Jetzt ist es geschafft! Wenn sich schon bekannte Philosophen dafür begeistern, Vorlagen für Comics zu schreiben, ist die Schlacht um die Anerkennung gewonnen. Michel Onfray, Jahrgang 1959, hat sich in den letzten zwanzig Jahren systematisch als einer der populärsten französischen Denker profiliert, ohne dabei tiefere intellektuelle Gefilde anzusteuern, als es etwa auch Richard David Precht in Deutschland tun musste. Über Süßwein hat Onfray zum Beispiel philosophiert, aber auch über Widerstand oder die Psychoanalyse, und in den letzten Jahren ist er auf Nietzsche gekommen.

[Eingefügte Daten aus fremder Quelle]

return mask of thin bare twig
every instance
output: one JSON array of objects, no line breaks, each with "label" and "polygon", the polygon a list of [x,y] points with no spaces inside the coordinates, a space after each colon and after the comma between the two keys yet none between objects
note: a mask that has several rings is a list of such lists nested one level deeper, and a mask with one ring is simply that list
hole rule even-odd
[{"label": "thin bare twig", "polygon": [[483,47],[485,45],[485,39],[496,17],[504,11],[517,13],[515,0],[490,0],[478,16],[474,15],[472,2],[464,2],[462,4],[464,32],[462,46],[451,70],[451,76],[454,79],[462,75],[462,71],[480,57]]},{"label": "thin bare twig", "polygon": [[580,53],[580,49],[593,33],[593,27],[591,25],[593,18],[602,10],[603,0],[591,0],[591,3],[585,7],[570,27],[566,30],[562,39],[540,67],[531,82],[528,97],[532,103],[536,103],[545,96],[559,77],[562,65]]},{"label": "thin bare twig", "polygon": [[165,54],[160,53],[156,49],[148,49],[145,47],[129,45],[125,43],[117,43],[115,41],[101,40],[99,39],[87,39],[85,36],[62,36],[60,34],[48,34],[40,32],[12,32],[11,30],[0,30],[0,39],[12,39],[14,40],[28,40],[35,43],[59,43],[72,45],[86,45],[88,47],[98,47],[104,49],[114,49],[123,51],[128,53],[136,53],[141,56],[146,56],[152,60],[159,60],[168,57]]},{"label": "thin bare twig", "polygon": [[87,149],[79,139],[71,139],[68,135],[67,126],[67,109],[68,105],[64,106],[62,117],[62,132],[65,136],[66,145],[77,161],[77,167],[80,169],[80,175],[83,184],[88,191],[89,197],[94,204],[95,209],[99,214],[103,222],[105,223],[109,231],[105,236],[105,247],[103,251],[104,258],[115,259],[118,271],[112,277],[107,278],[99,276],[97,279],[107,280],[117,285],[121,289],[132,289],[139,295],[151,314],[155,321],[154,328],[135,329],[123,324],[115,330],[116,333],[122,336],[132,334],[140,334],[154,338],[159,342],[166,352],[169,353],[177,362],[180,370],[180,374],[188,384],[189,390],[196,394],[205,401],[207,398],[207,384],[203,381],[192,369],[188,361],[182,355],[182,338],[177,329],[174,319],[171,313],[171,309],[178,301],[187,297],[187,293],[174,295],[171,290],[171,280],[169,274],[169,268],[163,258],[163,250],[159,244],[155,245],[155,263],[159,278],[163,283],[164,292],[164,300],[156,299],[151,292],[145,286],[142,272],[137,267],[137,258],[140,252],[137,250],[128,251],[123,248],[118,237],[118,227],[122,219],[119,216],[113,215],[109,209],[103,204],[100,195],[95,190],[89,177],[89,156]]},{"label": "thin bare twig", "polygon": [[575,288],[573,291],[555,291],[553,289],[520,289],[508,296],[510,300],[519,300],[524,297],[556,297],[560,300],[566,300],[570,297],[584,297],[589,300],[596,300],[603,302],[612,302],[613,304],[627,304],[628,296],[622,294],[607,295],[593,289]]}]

Über diesen deutschen Vordenker hat Onfray nun auch sein erstes Comic-Szenario geschrieben, aus dem der junge (1985 geborene) Maximilien Le Roy eine gezeichnete Nietzsche-Biographie gemacht hat. Auf den ersten Blick gleicht Le Roys Stil dem von Stéphane Heuet, der seit mittlerweile zwölf Jahren an der Comic-Adaption von Prousts „Suche nach der verlorenen Zeit” arbeitet, aber der zweite Blick entlarvt diesen Eindruck vor allem als Zeitphänomen: Das späte neunzehnte Jahrhundert sieht eben recht typisch und somit leicht verwechselbar aus.
Leitfaden ist – wie könnte es anders sein? – die Tragik Nietzsches. Kein Wunder bei einem Autor wie Onfray, dessen Nietzsche-Studie von 2006 den Titel „La sagesse tragique” (Die tragische Weisheit) trägt. Onfray lässt seinen Protagonisten durch die Hölle gehen, an die der aber gar nicht glaubte. Erst stirbt Nietsches Vater, dann der kleine Bruder, dann entwickelt sich die Schwester zur Antisemitin, und mit der Liebe klappt es auch nicht recht. Wir müssen uns Nietzsche als einen unglücklichen Mann vorstellen.
Entsprechend düster hat Le Roy seine Bilder angelegt, und immerhin ist er zu Recherchezwecken Nietzsches Lebensweg entlang gereist. Warum dann allerdings Leipzig erst 1887 auftaucht, als man dort eines von Nietzsches Manuskripten ablehnte, und nicht schon 1865, als er dort sein Studium fortsetzte und sich als Philologe etablierte, weiß der Himmel. Zumal der Besuch von Le Roy in Leipzig nicht dafür gereicht hat zu recherchieren, dass das prominent ins Bild gesetzte Neue Rathaus erst nach 1900 gebaut wurde. Na ja, Kleinigkeiten. Etwas schwerer wiegt da schon, dass wohl weder Onfray noch Le Roy wissen, dass Nietzsche nur kurz, nämlich ein paar Monate 1864/65, in Bonn studiert hat. Aber über einer Rheinansicht, die die Comic-Abschnitte zum Studium einleitet, steht groß: „Bonn 1868″. Da war Nietzsche längst in Leipzig.
Schade vor allem, dass niemand im deutschen Knaus Verlag das gemerkt hat. Es ist typisch: Auf Comics wird nicht dieselbe Lektoratssorgfalt verwendet wie auf normale Bücher. Welcher geschriebenen Nietzsche-Biographie wäre solch ein Lapsus durchgegangen? Aber es ist ja der erste Comic, den Knaus verlegt, und man hätte dort durchaus auch mit gewöhnlicherem Stoff beginnen können. Warten wir also mal ab, ob der inhaltlich hohe Anspruch sich auch einmal auf die Betreuung der entsprechenden Titel auswirken wird.